Peter Kern: Yes. Sure, Mark. Well, so first of all, we were the first to launch it. We’ve been learning a lot as we’ve gone. We’ve talked at a few conferences about how we’ve learned to help customers engage with it. Sometimes they don’t know what to ask. There’s a lot of discovery going on in the world of generative AI around prompts and how to get people into the right questions, et cetera. So we’re doing a bunch of work on that. We’ve recently, frankly, just highlighted it more, so people could find it. We weren’t necessarily certain it was a net conversion winner or not anything winner. We just knew customers were curious. We wanted to see if we could help them with planning, et cetera. Since we’ve highlighted it more, we’ve gotten much more engagement.
But again, it’s early days, and it’s not really I wouldn’t think of it as impacting the business materially other than keeping us on the forefront of technology for our customers and the customers who want to experience it and discover through it. Now as I mentioned, we are using generative AI in many other ways besides just that, hey, I want to go to Paris, when is a good time to go to Paris question, but we’re using it in our reviews to help customers sift through reviews and ask a simple question. We’re using it in service. We’re using it in a lot of places. So generative AI is a bigger story for us long-term and for everybody. But I think in terms of that one feature on the home page, it’s still pretty small. People who like it really like it.
I wouldn’t say it’s moving the business one way or the other, but it’s a feature we want to have up there, and it’s a feature we want to enhance. And ultimately, we want to use AI broadly and generative AI to take you more easily through the collective journey. Whatever part of it you can use it best for, whether that’s home page, discovery, kind of greenfields trying to figure out a trip or anywhere through search, sort, purchase comparison, all of those places that are complicated areas for customers. We want to help use AI, use generative AI where appropriate to just take friction out of that journey end-to-end. And that’s a journey we’re on, and homepage is just one part of it.
Operator: Our final question is from Ken Gabreski from Wells Fargo. Ken, please go ahead.
Alec Brondolo: Hey. This is Alec on for Ken. Appreciate the question. It seems like the business journey over the last couple of years has been focused on centralization, centralization of the tech platform, centralization of the loyalty program. How do you think about centralization of brands? Specifically, it feels like Orbitz, Hotwire Travelocity, the legacy brands have been a drag on nights growth over the last few years. Could it make sense to clean that up in ’24? Thanks.
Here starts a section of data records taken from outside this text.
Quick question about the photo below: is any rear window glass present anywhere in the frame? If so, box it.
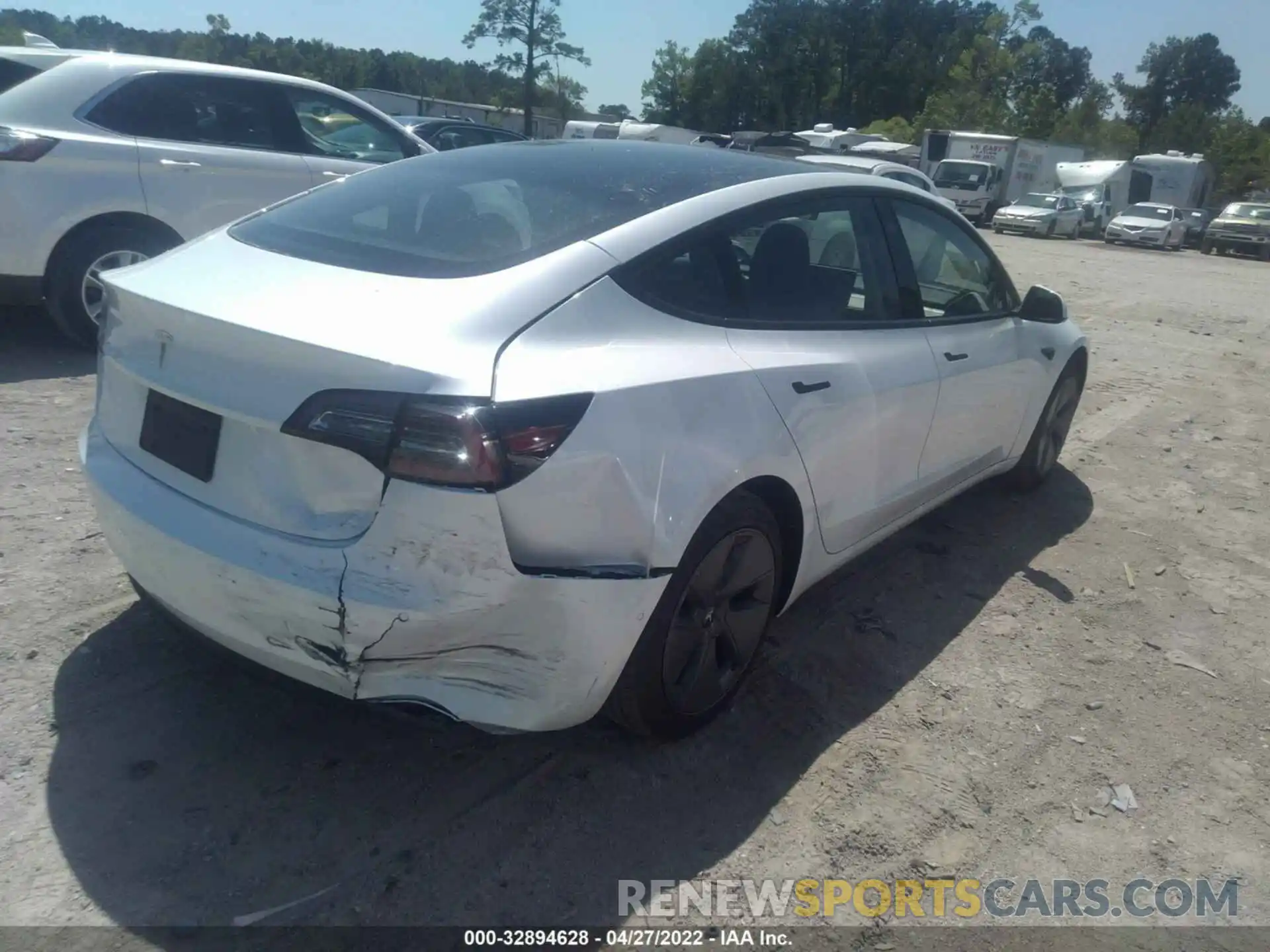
[0,57,40,93]
[230,141,816,278]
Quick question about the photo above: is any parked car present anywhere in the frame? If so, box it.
[80,139,1087,736]
[0,47,433,344]
[1181,208,1215,247]
[396,116,527,152]
[796,155,956,212]
[992,192,1085,241]
[1200,202,1270,262]
[1103,202,1186,251]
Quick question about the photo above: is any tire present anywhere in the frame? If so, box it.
[48,225,179,346]
[1006,364,1083,491]
[605,491,783,740]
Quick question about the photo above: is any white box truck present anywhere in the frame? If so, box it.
[918,130,1085,226]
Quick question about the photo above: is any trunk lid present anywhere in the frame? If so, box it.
[97,231,613,542]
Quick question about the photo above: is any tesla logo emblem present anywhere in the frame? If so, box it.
[155,330,171,367]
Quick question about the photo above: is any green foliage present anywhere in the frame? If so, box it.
[595,103,632,119]
[643,0,1270,202]
[464,0,591,136]
[860,116,918,143]
[640,40,692,126]
[1115,33,1240,150]
[0,9,519,105]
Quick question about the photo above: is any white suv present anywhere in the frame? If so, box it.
[0,47,436,344]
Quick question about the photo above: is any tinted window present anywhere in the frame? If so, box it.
[892,200,1017,317]
[431,126,494,152]
[1121,204,1173,219]
[284,87,405,163]
[0,57,40,93]
[230,141,814,278]
[882,171,931,192]
[622,198,881,325]
[87,73,291,150]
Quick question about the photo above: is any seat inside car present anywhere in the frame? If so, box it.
[749,221,812,307]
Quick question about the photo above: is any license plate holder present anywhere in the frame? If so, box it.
[140,389,221,483]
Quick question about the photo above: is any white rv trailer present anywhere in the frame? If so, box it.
[1056,160,1154,235]
[794,122,889,152]
[918,130,1085,225]
[562,119,701,145]
[1133,149,1216,208]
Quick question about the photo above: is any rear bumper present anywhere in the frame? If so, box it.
[1106,229,1168,247]
[80,420,668,730]
[0,274,44,307]
[992,218,1058,235]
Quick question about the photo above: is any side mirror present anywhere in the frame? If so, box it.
[1019,284,1067,324]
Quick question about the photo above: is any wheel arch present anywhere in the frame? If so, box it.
[1063,344,1089,389]
[43,212,185,290]
[729,476,806,614]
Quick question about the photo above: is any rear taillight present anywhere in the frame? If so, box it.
[282,389,592,491]
[0,126,60,163]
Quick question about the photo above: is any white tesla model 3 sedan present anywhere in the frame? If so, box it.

Peter Kern: Yes. Thank you, Ken (sic) [Alec]. I would say, again, we are happy to have customers on any brands they enjoy. But if you look at how we’ve invested capital, we have not been really investing in those smaller brands for the last few years. There are still customers who enjoy those brands. We’re not planning to turn them off or make them go somewhere else. We obviously think they’d be better off in our main brands with the best-in-class loyalty program and everything else. But at this point, and really, to your point, as we’ve centralized the technology, the lift of maintaining those things has gone away. So as we get rid of having multiple stacks and old stacks to keep up and other things like that, we get to an efficient state where 1 or 21 doesn’t really matter.